Oil prices have increased again today (Oct 11), extending multiweek gains as the energy crisis taking hold of many major economies shows no sign of stopping, causing supply restraints for vital producers.
Reuters state that “Brent crude was up $1.20 cents, or 1.5%, at $83.59 a barrel by 0656 GMT, after gaining nearly 4% last week. U.S. oil was up $1.46, or 1.8%, at $80.81 a barrel, the highest since late 2014. U.S. crude rose 4.6% through Friday.”
Since vaccinated populations have been brought out of lockdown, economic activity has been on the rise which has caused Brent to advance for 5 weeks and U.S. crude for 7 weeks. There has also been a surge in coal and gas prices, making oil more appealing for power generation, resulting in the rise of crude markets.
“There’s no direct news flow, the moves are momentum driven where intermarket factors implying higher expected inflation are supporting the bullish move in oil prices,” stated Kelvin Wong, commodities analyst at CMC Markets in Singapore.

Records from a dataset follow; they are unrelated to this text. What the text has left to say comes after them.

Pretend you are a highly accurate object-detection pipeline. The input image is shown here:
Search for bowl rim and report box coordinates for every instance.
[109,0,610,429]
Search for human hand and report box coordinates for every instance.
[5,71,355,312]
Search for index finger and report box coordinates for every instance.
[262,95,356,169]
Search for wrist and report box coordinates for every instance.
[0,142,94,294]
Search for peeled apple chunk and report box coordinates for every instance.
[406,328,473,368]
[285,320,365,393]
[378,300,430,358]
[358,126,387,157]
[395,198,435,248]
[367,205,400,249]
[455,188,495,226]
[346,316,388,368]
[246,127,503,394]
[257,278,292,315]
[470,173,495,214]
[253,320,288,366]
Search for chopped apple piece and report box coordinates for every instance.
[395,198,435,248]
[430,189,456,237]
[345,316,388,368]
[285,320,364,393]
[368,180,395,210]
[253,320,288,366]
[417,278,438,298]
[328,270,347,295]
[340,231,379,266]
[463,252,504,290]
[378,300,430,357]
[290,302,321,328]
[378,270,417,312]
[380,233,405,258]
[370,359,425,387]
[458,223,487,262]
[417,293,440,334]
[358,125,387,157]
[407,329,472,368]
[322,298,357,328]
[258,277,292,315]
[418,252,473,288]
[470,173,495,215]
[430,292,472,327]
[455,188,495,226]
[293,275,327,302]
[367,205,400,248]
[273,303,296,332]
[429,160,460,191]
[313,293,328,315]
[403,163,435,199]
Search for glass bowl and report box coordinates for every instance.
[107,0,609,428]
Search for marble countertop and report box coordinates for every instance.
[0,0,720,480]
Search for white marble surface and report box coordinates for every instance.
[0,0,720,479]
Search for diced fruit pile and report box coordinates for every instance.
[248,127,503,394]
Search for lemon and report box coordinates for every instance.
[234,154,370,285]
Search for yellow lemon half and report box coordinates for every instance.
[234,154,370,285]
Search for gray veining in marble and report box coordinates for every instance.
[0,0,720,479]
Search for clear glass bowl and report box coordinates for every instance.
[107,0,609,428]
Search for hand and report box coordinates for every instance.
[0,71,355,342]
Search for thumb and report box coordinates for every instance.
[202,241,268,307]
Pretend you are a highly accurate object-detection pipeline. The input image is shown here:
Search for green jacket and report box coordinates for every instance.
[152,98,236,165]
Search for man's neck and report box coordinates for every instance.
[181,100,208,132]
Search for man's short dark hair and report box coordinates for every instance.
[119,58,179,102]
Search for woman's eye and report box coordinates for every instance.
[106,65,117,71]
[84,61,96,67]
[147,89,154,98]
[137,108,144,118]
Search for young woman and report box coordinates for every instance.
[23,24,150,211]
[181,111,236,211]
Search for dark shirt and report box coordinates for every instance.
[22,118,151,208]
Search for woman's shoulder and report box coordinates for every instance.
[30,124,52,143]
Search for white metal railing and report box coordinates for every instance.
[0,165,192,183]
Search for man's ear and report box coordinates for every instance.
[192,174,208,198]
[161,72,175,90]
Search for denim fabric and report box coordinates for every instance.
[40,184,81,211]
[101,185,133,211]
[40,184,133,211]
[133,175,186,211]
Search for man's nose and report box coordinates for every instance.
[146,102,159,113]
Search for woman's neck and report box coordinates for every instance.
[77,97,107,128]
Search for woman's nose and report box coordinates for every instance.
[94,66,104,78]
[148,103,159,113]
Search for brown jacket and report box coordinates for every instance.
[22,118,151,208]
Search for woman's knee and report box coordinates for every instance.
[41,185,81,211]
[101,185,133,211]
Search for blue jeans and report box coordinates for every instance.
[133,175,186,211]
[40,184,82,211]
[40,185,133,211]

According to Reuters, there are some states in India that “are experiencing electricity blackouts because of coal shortages, while in China the government has ordered miners to ramp up coal production as power prices surge.” The energy crisis taking hold around the world is sure to result in a difficult winter for many as heating prices increase.
The Commodity Futures Trading Commission said on Friday that Fund managers have increased their net long positions in U.S. crude futures and options in the week leading to Oct. 5 – from 8,902 contracts to 325,578, during this period in New York and London.